Гільдеґарда (Hildergard) is the duo’s studio recording of that same material, and while I don’t know what it might be like to hear the music for the first time here, without the accompanying memories of a show in which it felt like I had been pierced by a beam of light, it feels like a gift to have this music out in the world, available to all and sundry, a small packet of rapture, or spiritual ruin, for whomever might need it at any given time. “O Ignis Spiritus” is a reverberant plainchant drone as dramatic as scaling a mountain; “O Tu Suavissima Virga” is it opposite, Saiekno’s voice as quiet as a mother singing to her child, over a gravelly pedal tone so unobtrusive you forget it’s there at all—until, halfway through the song’s 20-minute run, she launches into the ragged fury of the avtentyka style, and the air seems to turn blood red.

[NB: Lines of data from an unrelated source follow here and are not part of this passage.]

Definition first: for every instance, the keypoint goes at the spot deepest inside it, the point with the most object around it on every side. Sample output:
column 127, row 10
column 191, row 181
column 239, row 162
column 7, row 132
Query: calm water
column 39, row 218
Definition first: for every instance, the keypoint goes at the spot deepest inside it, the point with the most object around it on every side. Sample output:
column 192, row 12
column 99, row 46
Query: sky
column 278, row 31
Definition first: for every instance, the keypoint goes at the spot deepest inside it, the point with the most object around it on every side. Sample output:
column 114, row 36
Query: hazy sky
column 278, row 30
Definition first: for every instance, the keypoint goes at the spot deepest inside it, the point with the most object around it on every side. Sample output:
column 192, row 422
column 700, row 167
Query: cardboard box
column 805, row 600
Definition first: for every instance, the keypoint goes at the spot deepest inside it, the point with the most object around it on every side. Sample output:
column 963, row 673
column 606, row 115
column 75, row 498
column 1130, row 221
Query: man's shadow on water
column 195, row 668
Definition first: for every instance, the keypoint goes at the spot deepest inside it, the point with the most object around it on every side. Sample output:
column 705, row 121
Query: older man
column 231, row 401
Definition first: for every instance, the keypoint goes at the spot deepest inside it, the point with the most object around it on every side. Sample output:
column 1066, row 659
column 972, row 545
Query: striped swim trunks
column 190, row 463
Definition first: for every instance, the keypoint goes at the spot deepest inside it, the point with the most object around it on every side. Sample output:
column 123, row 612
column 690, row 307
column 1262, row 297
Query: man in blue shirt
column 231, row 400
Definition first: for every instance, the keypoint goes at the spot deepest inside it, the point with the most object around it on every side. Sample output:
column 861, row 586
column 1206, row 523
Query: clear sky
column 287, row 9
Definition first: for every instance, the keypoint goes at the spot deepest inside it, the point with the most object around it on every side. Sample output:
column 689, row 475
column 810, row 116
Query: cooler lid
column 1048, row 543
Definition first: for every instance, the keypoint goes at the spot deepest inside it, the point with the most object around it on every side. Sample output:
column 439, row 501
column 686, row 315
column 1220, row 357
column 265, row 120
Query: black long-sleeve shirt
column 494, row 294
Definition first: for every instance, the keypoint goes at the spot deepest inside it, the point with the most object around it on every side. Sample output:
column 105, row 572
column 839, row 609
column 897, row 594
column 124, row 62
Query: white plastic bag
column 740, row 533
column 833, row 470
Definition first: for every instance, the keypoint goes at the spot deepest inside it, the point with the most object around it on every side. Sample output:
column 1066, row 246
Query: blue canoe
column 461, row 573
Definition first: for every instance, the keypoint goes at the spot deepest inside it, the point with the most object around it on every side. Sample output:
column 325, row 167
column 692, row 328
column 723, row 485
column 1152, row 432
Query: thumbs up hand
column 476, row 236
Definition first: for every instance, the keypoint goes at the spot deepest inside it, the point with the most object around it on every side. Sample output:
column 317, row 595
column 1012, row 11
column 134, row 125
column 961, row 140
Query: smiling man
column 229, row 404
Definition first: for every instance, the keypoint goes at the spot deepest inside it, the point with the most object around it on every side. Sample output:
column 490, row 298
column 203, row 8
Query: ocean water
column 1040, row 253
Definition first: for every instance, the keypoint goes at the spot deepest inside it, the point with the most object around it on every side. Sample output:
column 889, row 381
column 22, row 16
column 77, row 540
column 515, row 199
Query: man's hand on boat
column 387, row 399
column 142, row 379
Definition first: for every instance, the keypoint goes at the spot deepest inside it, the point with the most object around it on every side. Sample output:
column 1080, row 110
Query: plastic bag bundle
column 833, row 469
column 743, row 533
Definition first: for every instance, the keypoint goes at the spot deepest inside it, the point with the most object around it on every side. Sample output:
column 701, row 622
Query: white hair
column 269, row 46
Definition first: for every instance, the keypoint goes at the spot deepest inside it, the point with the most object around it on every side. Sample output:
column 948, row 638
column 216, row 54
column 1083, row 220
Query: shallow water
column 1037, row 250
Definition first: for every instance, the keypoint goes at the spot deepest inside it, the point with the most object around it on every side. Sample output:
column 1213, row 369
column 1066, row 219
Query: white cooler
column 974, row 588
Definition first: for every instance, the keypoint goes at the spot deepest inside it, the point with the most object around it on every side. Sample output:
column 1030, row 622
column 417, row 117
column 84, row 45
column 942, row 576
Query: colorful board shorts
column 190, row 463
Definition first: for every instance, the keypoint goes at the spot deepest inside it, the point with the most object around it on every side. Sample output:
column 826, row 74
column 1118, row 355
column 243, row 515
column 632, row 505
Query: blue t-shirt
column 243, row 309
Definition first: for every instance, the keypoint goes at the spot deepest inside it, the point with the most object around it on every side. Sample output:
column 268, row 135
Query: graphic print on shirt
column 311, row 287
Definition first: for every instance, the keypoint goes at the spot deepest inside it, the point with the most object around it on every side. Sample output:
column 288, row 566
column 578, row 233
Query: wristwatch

It is, of course, impossible to hear this music outside the context of the Russian invasion of Ukraine; it is a conduit for generations of ancestral pain that has perhaps never been more acute than it feels right now. That feeling comes to a head on the digital bonus track “Zelenaia Dubrovonka,” a Ukrainian folk lament framed as rural idyll: “Green oak tree, why did your leaves rustle so early?” In a note accompanying the album, Heinali imagines the shaking branches as moved not by the wind, but by Russian missiles slicing through the air overhead. (One such missile landed not far from Heinali’s own studio in Kyiv.) There’s even more wildness in Saienko’s voice here, as she surges up the scale over Heinali’s smoldering drones; it’s an expression of pain, but I hear something else in her carefully controlled unruliness: defiance.
Albums
Lindstrøm: Sirius Symptoms (Feedelity)
A funny thing happened when I got sent the promo for Hans-Peter Lindstrøm’s new album. Oh, I don’t know if I’m really in the mood for peppy, feel-good synth disco right now, I thought. I didn’t remember his last album, 2023’s Everyone Else Is a Stranger, with any clarity, though I vaguely recalled it sounding much like Lindstrøm’s music always had. Well, perhaps there was a time when I didn’t think I needed any more of that stuff in my life, but I’m happy to have discovered that I no longer feel that way; by the end of my first spin through Sirius Symptoms, I was hooked. (And I’ve since gone back to Everyone Else Is a Stranger and realized that it’s pretty great too. Maybe I was just in a bad mood in 2023?) True, there may not be anything here that you haven’t heard from Lindstrøm before, but the synths feel particularly buoyant, the drums especially crisp, the chord changes even more heartstring-tugging than usual. The sound is dry and precise. There’s very little reverb; every sound stakes out its own corner of the spectrum. Shorter track times suit the unerringly punchy hooks. Perhaps the biggest shift might be its largely electronic feel, with an emphasis on drum machines and even house beats. “These Are a Few of My Favorite Strings” boasts the bump and swing of NY garage; “Thousand Island Man” is straight-up acid. (Has Lindstrøm ever done acid before? I sure don’t recall any.) Of course, with Lindstrøm, the familiarity is part of the pleasure, but one track in particular gave me something like deja vu: “Moo)n.” Finally, I put my finger on it: Something about the filliping little synth riff reminds me of his pal Todd Terje’s “Snooze 4 Love.” Lindstrøm’s song isn’t a cover or even an homage, but there’s a kernel of Terje’s song in there. I like that; it reinforces the sense that Lindstrøm’s music is part of a long, ongoing conversation. I dipped out for a while, but right now, it’s got me rapt.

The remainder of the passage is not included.